Saturday, December 31, 2022

The Devil went down to Kyiv 

Scholar Eliot Borenstein examines the worrying ‘video game logic’ behind Moscow’s fundamentalist fight


 December 30, 2022
Source: Meduza
By Dr. Eliot Borenstein


Who, exactly, is the enemy Russia has targeted in its unprovoked invasion of Ukraine? Not Ukrainians, who, as the Russian media continually remind us, don’t actually exist. Not NATO and the “collective West,” however much they might fit the bill; Russian television has been demonizing them for more than a decade, but there is little appetite for a direct confrontation. Throughout most of the war, the “Kyiv Junta” has been labeled a band of homosexuals, drug addicts, and, most prominently, Nazis. Yet somehow even Nazis are not quite evil enough. So, who is the true enemy? Could it be … Satan?

Apparently, yes. 

On November 4, Deputy Chairman of Russia’s Security Council Dmitry Medvedev, who just 15 years ago was the gadget-happy, reformist president on whom the country’s liberals pinned their few remaining hopes, gave a speech worthy of a wannabe suicide bomber: 

We listen to the words of the Creator in our hearts and obey them. These words give us our holy goal. The goal of stopping the supreme leader of hell, whatever name he might use — Satan, Lucifer, or Iblis.

As Artem Efimov notes in his excellent contribution to Meduza’s “Signal” Russian-language newsletter (all the Satanic news fit for pixels, if not print), it was Chechen leader Ramzan Kadyrov who, while apparently moonlighting as a demonologist on his Telegram channel, called for the “desatanization” of Ukraine. This is the sort of language we have come to expect from Kadyrov, who rails against “shaitans” so often that they may as well be one of the odd filler words that notoriously pepper most of his sentences. We not only expect Satan from Kadyrov — we’re disappointed if he forgets to mention him.

If both the Muslim Kadyrov and the Russian Orthodox Medvedev are warring against Satan, then this isn’t simply a matter of the ongoing mind meld between the Russian (Orthodox) Church and State.

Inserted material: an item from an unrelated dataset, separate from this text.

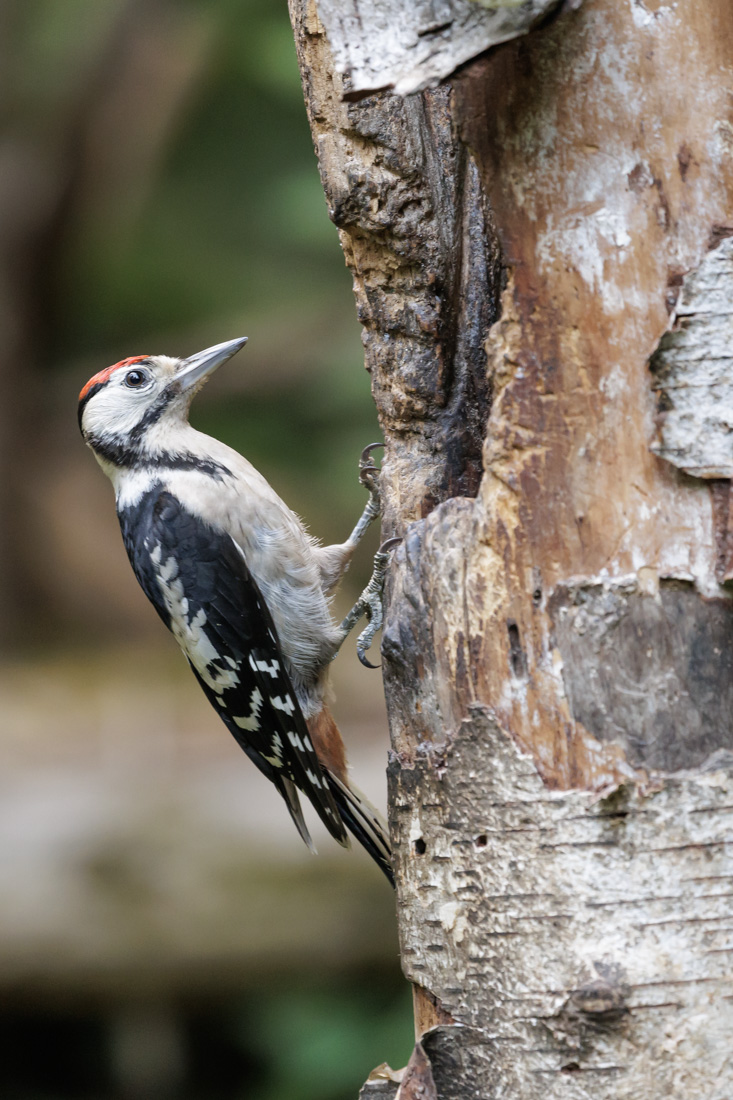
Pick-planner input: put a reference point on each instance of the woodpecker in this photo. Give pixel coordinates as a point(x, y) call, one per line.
point(241, 585)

One need not believe in God to worry about Satan (although it certainly helps). 

The U.S. has been beset by waves of demonically-inflected hysteria since the infamous Satanic Panic of the 1980s, when a confluence of concerned parents, “experts,” and media personalities turned a few unhinged accusations of so-called “satanic ritual abuse” into a threat that stalked America’s schools and daycare centers. The officially atheist Soviet Union was spared this particular wave of hysteria, but, as Efimov points out, the moral panic over new religious movements (“cults”) in the 1990s brought satanism into the Russian popular consciousness.

By the 2000s, activists associated with the Russian Orthodox Church (ROC) were ferreting out Satanists left and right. And they involved the government whenever possible. When the Moscow Education Department banned Halloween in the city schools, it claimed that the holiday promoted a “cult of death” and pointed to concerns about “rituals of Satanically oriented religious sects.” The popularity of the Harry Potter franchise put the morality police into overdrive. In December 2002, a woman filed a complaint with Moscow Prosecutor’s Office against Rosmen, the publisher of Harry Potter, for “occult propaganda” (the prosecutors declined to charge Rosmen, due to a lack of evidence).

Something was spreading throughout Russia since the collapse of the USSR, but it was not Satanism: it was the crusade against Satanism. 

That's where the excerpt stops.